Top 10 most highly expressed genes in the double lysogen sample.


In [None]:
!sort -nrk 4,4 data/quants/SRR13349128_quant/quant.sf | head -10

### Report the expression of a putative acyl-ACP desaturase (BB28_RS16545) that was downregulated in the double lysogen relative to wild-type
A acyl-transferase was reported to be downregulated in the double lysogen as shown in the table of the top 20 upregulated and downregulated genes from the paper describing the study.

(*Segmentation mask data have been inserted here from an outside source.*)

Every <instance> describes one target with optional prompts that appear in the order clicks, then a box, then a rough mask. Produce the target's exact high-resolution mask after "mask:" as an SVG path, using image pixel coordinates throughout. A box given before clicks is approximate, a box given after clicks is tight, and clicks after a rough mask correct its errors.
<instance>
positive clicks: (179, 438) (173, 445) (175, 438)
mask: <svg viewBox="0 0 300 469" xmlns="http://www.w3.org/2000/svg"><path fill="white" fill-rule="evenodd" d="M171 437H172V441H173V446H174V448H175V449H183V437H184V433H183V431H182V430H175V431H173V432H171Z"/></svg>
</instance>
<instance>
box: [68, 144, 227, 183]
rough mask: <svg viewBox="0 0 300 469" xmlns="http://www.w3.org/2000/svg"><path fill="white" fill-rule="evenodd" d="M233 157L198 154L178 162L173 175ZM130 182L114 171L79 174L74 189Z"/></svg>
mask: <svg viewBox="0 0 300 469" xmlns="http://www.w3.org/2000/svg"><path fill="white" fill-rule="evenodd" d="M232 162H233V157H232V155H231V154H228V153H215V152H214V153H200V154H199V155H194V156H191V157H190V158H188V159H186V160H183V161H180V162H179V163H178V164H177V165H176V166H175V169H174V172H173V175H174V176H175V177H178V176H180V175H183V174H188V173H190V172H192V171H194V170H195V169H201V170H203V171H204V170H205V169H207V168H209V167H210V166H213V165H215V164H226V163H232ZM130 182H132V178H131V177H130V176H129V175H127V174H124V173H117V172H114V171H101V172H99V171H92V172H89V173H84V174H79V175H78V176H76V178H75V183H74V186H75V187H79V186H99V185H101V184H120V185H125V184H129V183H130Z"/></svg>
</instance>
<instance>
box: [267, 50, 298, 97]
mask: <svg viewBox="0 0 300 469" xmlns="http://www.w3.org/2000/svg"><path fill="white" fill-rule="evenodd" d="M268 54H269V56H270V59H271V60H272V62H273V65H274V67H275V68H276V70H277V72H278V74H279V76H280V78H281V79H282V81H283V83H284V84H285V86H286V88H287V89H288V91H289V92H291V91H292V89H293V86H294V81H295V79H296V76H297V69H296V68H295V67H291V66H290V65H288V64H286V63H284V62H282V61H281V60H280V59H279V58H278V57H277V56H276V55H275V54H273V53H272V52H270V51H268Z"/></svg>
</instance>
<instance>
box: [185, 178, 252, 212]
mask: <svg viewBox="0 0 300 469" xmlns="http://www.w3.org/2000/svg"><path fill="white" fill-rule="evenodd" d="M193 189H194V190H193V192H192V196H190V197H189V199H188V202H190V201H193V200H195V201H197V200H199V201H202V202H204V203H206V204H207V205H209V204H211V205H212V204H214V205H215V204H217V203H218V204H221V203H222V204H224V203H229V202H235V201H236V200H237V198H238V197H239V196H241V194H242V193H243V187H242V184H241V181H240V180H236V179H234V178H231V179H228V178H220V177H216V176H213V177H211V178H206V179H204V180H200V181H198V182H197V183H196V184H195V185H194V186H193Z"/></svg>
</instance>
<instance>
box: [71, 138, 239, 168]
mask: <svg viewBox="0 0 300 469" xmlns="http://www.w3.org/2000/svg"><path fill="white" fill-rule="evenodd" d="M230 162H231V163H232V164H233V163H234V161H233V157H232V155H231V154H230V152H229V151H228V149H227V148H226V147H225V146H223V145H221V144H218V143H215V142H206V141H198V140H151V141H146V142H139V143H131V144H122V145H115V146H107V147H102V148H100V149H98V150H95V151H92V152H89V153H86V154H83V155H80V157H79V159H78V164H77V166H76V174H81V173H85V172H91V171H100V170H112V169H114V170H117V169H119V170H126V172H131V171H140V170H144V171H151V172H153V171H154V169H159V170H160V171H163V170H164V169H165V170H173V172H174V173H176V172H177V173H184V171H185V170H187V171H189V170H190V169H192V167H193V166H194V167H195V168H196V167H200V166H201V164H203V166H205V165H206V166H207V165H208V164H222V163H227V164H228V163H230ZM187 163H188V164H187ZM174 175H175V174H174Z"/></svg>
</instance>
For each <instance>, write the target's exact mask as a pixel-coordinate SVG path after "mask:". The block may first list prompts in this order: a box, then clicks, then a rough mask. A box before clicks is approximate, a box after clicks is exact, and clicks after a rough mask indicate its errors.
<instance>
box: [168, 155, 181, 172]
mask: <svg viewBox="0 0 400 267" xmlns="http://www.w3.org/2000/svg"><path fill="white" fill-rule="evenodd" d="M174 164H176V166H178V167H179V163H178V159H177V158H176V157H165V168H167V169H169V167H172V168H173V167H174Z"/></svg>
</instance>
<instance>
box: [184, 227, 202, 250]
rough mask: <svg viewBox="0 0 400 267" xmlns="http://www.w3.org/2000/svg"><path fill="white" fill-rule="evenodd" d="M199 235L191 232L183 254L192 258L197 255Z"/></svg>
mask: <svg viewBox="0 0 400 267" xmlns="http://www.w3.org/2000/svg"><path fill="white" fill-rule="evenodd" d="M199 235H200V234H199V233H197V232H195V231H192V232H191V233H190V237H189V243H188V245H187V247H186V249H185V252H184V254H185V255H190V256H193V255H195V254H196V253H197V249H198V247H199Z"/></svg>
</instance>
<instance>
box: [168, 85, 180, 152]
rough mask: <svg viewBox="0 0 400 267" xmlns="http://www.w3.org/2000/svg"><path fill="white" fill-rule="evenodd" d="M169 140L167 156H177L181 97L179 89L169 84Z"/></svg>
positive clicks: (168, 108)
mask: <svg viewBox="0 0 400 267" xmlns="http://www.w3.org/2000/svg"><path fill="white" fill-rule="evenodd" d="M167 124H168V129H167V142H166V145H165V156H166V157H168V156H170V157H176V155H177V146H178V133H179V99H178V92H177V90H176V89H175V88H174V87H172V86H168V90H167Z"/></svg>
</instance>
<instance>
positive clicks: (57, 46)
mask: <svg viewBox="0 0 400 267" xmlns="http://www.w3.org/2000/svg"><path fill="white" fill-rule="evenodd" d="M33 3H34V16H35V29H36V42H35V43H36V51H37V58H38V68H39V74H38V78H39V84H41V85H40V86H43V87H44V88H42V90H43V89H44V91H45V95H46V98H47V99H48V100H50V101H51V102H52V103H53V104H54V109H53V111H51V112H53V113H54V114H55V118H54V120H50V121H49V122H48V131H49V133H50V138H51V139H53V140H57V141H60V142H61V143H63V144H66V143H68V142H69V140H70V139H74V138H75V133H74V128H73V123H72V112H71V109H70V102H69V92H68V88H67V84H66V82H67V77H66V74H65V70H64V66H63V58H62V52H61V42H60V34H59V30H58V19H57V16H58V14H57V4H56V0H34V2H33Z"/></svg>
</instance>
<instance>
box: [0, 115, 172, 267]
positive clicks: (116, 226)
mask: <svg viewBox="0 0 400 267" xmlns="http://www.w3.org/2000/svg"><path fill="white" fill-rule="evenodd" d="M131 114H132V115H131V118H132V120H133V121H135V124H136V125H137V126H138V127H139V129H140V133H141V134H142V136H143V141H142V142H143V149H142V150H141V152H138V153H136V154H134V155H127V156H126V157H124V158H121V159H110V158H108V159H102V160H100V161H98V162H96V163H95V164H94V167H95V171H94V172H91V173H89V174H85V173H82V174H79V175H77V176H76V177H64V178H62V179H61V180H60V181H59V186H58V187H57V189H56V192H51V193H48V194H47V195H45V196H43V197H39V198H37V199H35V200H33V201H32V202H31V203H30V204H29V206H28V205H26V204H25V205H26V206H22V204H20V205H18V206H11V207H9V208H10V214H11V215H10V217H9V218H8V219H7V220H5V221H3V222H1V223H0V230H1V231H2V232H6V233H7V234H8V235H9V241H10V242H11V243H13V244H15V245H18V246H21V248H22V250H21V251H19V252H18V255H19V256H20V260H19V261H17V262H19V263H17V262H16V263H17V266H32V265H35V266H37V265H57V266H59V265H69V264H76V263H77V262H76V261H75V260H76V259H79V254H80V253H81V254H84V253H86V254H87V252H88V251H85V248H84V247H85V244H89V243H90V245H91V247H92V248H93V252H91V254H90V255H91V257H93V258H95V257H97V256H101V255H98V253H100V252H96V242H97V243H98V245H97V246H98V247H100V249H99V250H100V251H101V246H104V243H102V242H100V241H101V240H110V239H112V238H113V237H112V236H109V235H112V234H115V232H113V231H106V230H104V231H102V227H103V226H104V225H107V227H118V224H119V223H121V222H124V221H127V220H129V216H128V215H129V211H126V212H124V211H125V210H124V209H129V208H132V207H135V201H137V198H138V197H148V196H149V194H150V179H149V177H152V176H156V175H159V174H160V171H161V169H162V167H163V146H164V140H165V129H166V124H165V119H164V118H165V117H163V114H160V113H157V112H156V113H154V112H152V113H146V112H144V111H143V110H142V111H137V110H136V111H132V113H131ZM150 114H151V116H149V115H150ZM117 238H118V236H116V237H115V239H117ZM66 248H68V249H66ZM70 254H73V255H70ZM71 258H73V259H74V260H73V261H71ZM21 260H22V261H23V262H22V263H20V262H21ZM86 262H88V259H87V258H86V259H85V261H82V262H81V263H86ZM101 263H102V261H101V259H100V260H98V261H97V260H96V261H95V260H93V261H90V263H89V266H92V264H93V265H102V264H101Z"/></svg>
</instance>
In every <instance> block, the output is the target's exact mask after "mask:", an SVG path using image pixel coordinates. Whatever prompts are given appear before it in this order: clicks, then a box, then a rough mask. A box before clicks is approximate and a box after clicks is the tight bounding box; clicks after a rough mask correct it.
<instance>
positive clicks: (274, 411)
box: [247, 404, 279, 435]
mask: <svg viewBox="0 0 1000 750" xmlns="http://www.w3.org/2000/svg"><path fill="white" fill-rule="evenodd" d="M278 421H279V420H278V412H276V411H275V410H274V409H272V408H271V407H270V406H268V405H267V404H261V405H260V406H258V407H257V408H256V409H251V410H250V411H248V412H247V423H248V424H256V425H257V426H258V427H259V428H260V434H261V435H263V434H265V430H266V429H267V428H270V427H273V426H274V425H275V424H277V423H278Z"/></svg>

Use `grep` to report the expression in the wild-type sample. The fields in the Salmon `quant.sf` file are as follows. The level of expression is reported in the Transcripts Per Million (`TPM`) and number of reads (`NumReads`) fields:  
`Name    Length  EffectiveLength TPM     NumReads`

In [None]:
!grep 'BB28_RS16545' data/quants/SRR13349122_quant/quant.sf

Use `grep` to report the expression in the double lysogen sample. The fields in the Salmon `quant.sf` file are as follows. The level of expression is reported in the Transcripts Per Million (`TPM`) and number of reads (`NumReads`) fields:  
`Name    Length  EffectiveLength TPM     NumReads`

In [None]:
!grep 'BB28_RS16545' data/quants/SRR13349128_quant/quant.sf

## Conclusion
Here you learned how to import data to and from a Blob storage container and then use fastq files to run basic RNAseq analysis!  

## Clean Up
Make sure you stop your compute instance and if desired, delete the resource group associated with this tutorial.